Pair Corralation between Wasatch Global and Mainstay Large
Assuming the 90 days horizon Wasatch Global is expected to generate 1.2 times less return on investment than Mainstay Large. But when comparing it to its historical volatility, Wasatch Global Opportunities is 1.28 times less risky than Mainstay Large. It trades about 0.07 of its potential returns per unit of risk. Mainstay Large Cap is currently generating about 0.07 of returns per unit of risk over similar time horizon. If you would invest 741.00 in Mainstay Large Cap on September 2, 2024 and sell it today you would earn a total of 256.00 from holding Mainstay Large Cap or generate 34.55% return on investment over 90 days.

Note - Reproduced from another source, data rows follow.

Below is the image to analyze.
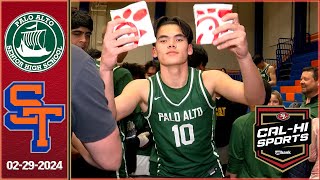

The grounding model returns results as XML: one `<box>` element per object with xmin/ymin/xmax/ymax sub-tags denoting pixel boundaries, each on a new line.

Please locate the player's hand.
<box><xmin>213</xmin><ymin>13</ymin><xmax>249</xmax><ymax>60</ymax></box>
<box><xmin>138</xmin><ymin>132</ymin><xmax>150</xmax><ymax>147</ymax></box>
<box><xmin>100</xmin><ymin>19</ymin><xmax>139</xmax><ymax>71</ymax></box>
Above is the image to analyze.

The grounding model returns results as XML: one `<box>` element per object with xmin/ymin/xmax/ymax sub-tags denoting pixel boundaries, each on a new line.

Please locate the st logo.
<box><xmin>3</xmin><ymin>82</ymin><xmax>65</xmax><ymax>153</ymax></box>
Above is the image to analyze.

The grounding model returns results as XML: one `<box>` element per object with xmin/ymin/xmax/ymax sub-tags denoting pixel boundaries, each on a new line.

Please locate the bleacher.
<box><xmin>272</xmin><ymin>33</ymin><xmax>319</xmax><ymax>107</ymax></box>
<box><xmin>228</xmin><ymin>33</ymin><xmax>320</xmax><ymax>107</ymax></box>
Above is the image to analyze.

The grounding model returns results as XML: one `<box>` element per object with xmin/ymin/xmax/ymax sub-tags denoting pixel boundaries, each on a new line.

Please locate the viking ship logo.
<box><xmin>5</xmin><ymin>12</ymin><xmax>65</xmax><ymax>72</ymax></box>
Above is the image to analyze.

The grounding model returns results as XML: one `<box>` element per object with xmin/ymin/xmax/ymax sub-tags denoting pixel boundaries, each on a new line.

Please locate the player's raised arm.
<box><xmin>100</xmin><ymin>19</ymin><xmax>139</xmax><ymax>117</ymax></box>
<box><xmin>213</xmin><ymin>13</ymin><xmax>265</xmax><ymax>105</ymax></box>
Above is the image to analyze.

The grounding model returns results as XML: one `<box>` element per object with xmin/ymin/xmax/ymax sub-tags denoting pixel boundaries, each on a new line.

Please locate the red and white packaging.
<box><xmin>193</xmin><ymin>4</ymin><xmax>233</xmax><ymax>44</ymax></box>
<box><xmin>110</xmin><ymin>1</ymin><xmax>156</xmax><ymax>46</ymax></box>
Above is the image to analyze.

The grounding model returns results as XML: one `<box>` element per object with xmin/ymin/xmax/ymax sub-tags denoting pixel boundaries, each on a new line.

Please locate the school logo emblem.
<box><xmin>4</xmin><ymin>12</ymin><xmax>65</xmax><ymax>72</ymax></box>
<box><xmin>3</xmin><ymin>82</ymin><xmax>65</xmax><ymax>153</ymax></box>
<box><xmin>254</xmin><ymin>106</ymin><xmax>311</xmax><ymax>172</ymax></box>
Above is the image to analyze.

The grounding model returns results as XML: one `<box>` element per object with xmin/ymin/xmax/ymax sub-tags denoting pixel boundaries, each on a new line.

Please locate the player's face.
<box><xmin>153</xmin><ymin>24</ymin><xmax>192</xmax><ymax>66</ymax></box>
<box><xmin>268</xmin><ymin>94</ymin><xmax>280</xmax><ymax>106</ymax></box>
<box><xmin>71</xmin><ymin>27</ymin><xmax>91</xmax><ymax>50</ymax></box>
<box><xmin>300</xmin><ymin>71</ymin><xmax>318</xmax><ymax>96</ymax></box>
<box><xmin>145</xmin><ymin>66</ymin><xmax>157</xmax><ymax>78</ymax></box>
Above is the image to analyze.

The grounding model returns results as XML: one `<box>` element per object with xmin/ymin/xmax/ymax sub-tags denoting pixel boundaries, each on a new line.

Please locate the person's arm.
<box><xmin>71</xmin><ymin>133</ymin><xmax>103</xmax><ymax>169</ymax></box>
<box><xmin>80</xmin><ymin>128</ymin><xmax>122</xmax><ymax>170</ymax></box>
<box><xmin>100</xmin><ymin>18</ymin><xmax>139</xmax><ymax>117</ymax></box>
<box><xmin>213</xmin><ymin>13</ymin><xmax>265</xmax><ymax>105</ymax></box>
<box><xmin>227</xmin><ymin>118</ymin><xmax>244</xmax><ymax>177</ymax></box>
<box><xmin>268</xmin><ymin>65</ymin><xmax>277</xmax><ymax>86</ymax></box>
<box><xmin>71</xmin><ymin>46</ymin><xmax>122</xmax><ymax>170</ymax></box>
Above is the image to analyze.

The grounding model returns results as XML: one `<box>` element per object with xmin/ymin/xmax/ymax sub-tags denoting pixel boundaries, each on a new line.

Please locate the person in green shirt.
<box><xmin>227</xmin><ymin>81</ymin><xmax>282</xmax><ymax>178</ymax></box>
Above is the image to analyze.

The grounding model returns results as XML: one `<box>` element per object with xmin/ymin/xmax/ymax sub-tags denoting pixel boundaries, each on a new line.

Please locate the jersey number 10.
<box><xmin>172</xmin><ymin>124</ymin><xmax>194</xmax><ymax>147</ymax></box>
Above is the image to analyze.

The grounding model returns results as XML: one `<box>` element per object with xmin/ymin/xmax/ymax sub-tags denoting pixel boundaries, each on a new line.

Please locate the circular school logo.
<box><xmin>4</xmin><ymin>12</ymin><xmax>65</xmax><ymax>72</ymax></box>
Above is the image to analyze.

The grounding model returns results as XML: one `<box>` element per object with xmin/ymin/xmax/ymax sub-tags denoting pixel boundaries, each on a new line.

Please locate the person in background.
<box><xmin>309</xmin><ymin>118</ymin><xmax>320</xmax><ymax>179</ymax></box>
<box><xmin>70</xmin><ymin>10</ymin><xmax>93</xmax><ymax>51</ymax></box>
<box><xmin>188</xmin><ymin>44</ymin><xmax>208</xmax><ymax>71</ymax></box>
<box><xmin>252</xmin><ymin>54</ymin><xmax>277</xmax><ymax>86</ymax></box>
<box><xmin>71</xmin><ymin>45</ymin><xmax>122</xmax><ymax>172</ymax></box>
<box><xmin>144</xmin><ymin>60</ymin><xmax>160</xmax><ymax>79</ymax></box>
<box><xmin>268</xmin><ymin>90</ymin><xmax>283</xmax><ymax>106</ymax></box>
<box><xmin>121</xmin><ymin>62</ymin><xmax>145</xmax><ymax>79</ymax></box>
<box><xmin>283</xmin><ymin>67</ymin><xmax>319</xmax><ymax>178</ymax></box>
<box><xmin>300</xmin><ymin>67</ymin><xmax>319</xmax><ymax>118</ymax></box>
<box><xmin>227</xmin><ymin>81</ymin><xmax>282</xmax><ymax>178</ymax></box>
<box><xmin>88</xmin><ymin>49</ymin><xmax>101</xmax><ymax>60</ymax></box>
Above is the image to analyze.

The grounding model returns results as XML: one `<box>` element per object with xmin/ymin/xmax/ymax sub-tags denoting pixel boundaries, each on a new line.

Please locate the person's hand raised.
<box><xmin>213</xmin><ymin>13</ymin><xmax>249</xmax><ymax>60</ymax></box>
<box><xmin>100</xmin><ymin>18</ymin><xmax>139</xmax><ymax>71</ymax></box>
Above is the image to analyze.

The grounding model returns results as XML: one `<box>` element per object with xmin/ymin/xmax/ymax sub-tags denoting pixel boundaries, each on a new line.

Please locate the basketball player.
<box><xmin>100</xmin><ymin>13</ymin><xmax>265</xmax><ymax>177</ymax></box>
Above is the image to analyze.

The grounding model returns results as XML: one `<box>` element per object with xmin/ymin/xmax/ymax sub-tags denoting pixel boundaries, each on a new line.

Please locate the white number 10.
<box><xmin>172</xmin><ymin>124</ymin><xmax>194</xmax><ymax>147</ymax></box>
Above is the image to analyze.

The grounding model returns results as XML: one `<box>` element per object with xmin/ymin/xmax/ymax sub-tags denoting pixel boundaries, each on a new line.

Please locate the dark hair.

Time Period | 3 Months [change] |
Direction | Moves Together |
Strength | Significant |
Accuracy | 100.0% |
Values | Daily Returns |
Wasatch Global Opportunities vs. Mainstay Large Cap
Performance |
Timeline |
Wasatch Global Oppor |
Mainstay Large Cap |
Wasatch Global and Mainstay Large Volatility Contrast
Predicted Return Density |
Returns |
Pair Trading with Wasatch Global and Mainstay Large
The main advantage of trading using opposite Wasatch Global and Mainstay Large positions is that it hedges away some unsystematic risk. Because of two separate transactions, even if Wasatch Global position performs unexpectedly, Mainstay Large can make up some of the losses. Pair trading also minimizes risk from directional movements in the market. For example, if an entire industry or sector drops because of unexpected headlines, the short position in Mainstay Large will offset losses from the drop in Mainstay Large's long position.Wasatch Global vs. Wasatch Large Cap | Wasatch Global vs. Wasatch Micro Cap | Wasatch Global vs. Wasatch Ultra Growth | Wasatch Global vs. Wasatch Micro Cap |
Mainstay Large vs. Morningstar Unconstrained Allocation | Mainstay Large vs. Principal Lifetime Hybrid | Mainstay Large vs. Alternative Asset Allocation | Mainstay Large vs. T Rowe Price |
Check out your portfolio center.Note that this page's information should be used as a complementary analysis to find the right mix of equity instruments to add to your existing portfolios or create a brand new portfolio. You can also try the Stocks Directory module to find actively traded stocks across global markets.